How to restart your reanalysis if it stop ?
The system is quite robust, but some crashes may happen (power outage, fork issue, machine slow so that wall time is reached ....)
It is good if you can identify depending on where the system stop (indicated by the last line on your screen).
You can then start edit ${HOME}/NorESM/Script/personal_setting.sh and restart from the start_date and the place in the code you want (playing with SKIPASSIM and SKIPPROP)
If you are not sure of what has happen or where it has crashed, the first step is to identify when is the last restart file available:
- ls /work/${USER}/archive/${VERSION}01/rest/
you can then run the script:
- ${HOME}/NorESM/Script/mv_rst_from_archive_to_run.sh date_to_restart
Then you need to edit ${HOME}/NorESM/Script/personal_setting.sh:
- adjust the start_date accordingly
- set RFACTOR=1 (no need to slow aswim start)
- skip the first assimilation SKIPASSIM=0 (the restart file in archive have already been assimilated)
Now you can relaunch the script main.sh in a screen.
Launching prediction
Launchin prediction is quite simple. We are using the same ensemble structure, so make sure that all file in archive folder are back-up before starting that.
- First,${HOME}/NorESM/Script/mv_rst_from_archive_to_run.sh date_to_restart
- Second, ${HOME}/NorESM/Script/change_running_freq_4_prediction.sh this will set the setting of NorESM to integrate for 10 years instead of a month.
Remember that you will need to change back to monthly frequency if you want to run a REANAYLSIS
- Third Submit the super-job (that will integrate your whole ensemble):
- qsub Integrate_ens_predict.sh
Reduction and Compression of outputs
The amount of storage produced by ensemble run, and it is needed to try to reduce it as much as possible before starting backing up the data. It is recommended to proceed with that regularly while you are progressing with your reanalysis. As such you are sure that you keeping the work usage low. After you are finished with reducing and compressing you can proceed with backing up the data to for example NORSTORE. This should be done in two step:
- First, try to only retain file that you are really going to use. There is currently a script called Reduce_Exp_size.sh that only keep: 4 restart per year, ocean monthly average file, h0 output for atmosphere and land.

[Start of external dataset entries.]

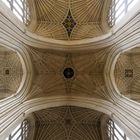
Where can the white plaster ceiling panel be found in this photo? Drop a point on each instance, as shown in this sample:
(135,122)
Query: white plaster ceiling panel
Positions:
(67,123)
(69,19)
(127,74)
(84,73)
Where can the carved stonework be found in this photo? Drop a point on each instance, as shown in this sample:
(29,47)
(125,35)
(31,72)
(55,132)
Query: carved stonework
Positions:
(53,75)
(10,72)
(69,23)
(67,123)
(127,74)
(69,19)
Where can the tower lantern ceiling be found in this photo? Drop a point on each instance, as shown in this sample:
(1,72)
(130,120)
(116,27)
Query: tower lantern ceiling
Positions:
(70,19)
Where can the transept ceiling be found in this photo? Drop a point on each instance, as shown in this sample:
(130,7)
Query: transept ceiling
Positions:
(69,19)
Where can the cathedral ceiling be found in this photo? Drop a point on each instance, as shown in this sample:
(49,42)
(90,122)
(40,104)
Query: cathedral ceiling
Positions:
(10,72)
(67,123)
(67,73)
(69,19)
(127,74)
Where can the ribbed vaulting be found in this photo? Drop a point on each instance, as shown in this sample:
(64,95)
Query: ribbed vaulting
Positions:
(67,123)
(10,72)
(51,14)
(49,77)
(127,74)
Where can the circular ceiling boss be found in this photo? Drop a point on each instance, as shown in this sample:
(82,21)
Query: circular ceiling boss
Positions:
(68,73)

- Second,After running the previous step you can convert the output from netcd3 to netcdf4 (this will save approximately 50% of output) and zip ensemble of restart file together. The conversion is done in parallel and should be launched to the queue as follow:
- qsub noresm2netcdf4.pbs
This script will automatically remove the file converted or tared from your archive folder and store then in /work/$USER/Convertion/ with the exact similar name and structure.
Archiving to NorStore
NorStore is a machine in Oslo that provides storage facility. Via EPOCASA project we do have 10 TB of storage on disk and 10 TB of storage on tape. In order to loging to norstore, we are recommending to do so via login3:
- ssh -Y login3.norstore.uio.no'
Disk storage
Our available storage disk is on :
- /projects/NS9039K/shared/norcpm/cases/
We have orginise experiment in 3 parts:
- Preindustrial_spinup, which are long run with pre-industrial forcing
- Historical run, which are ensemble run from 1850-> present (often referred as FREE)
- NorCPM, which are experiment with initialisation
The file README provides a small description of each experiment so please edit it if you add anything. In the Folder Script ythat may be useful (transfert files from the Conversion folder, mv restart to hexagon, identify missing files)
Tape storage
Our available storage on tape is :
- /tape/NS9039K/shared/norcpm/cases/
the command are slight different on tape. You need to use lst and cpt instead of ls and cp. You can use the /scratch/${USER} on norstore to transfert file temporarly before transfering from (or to) hexagon.
How to transfert data from Conversion folder
We have seen above how to Reduce and compress output on Hexagon. In order to backup this data you can follow the folloing list of command:
- Create a new folder in the architecture and edit the README accordingly to describe your new experiment
- Go in the folder and copy the script Transfert_file.sh from /projects/NS9039K/shared/norcpm/cases/Script/
- Run the script. This will copy and remove the file from hexagon.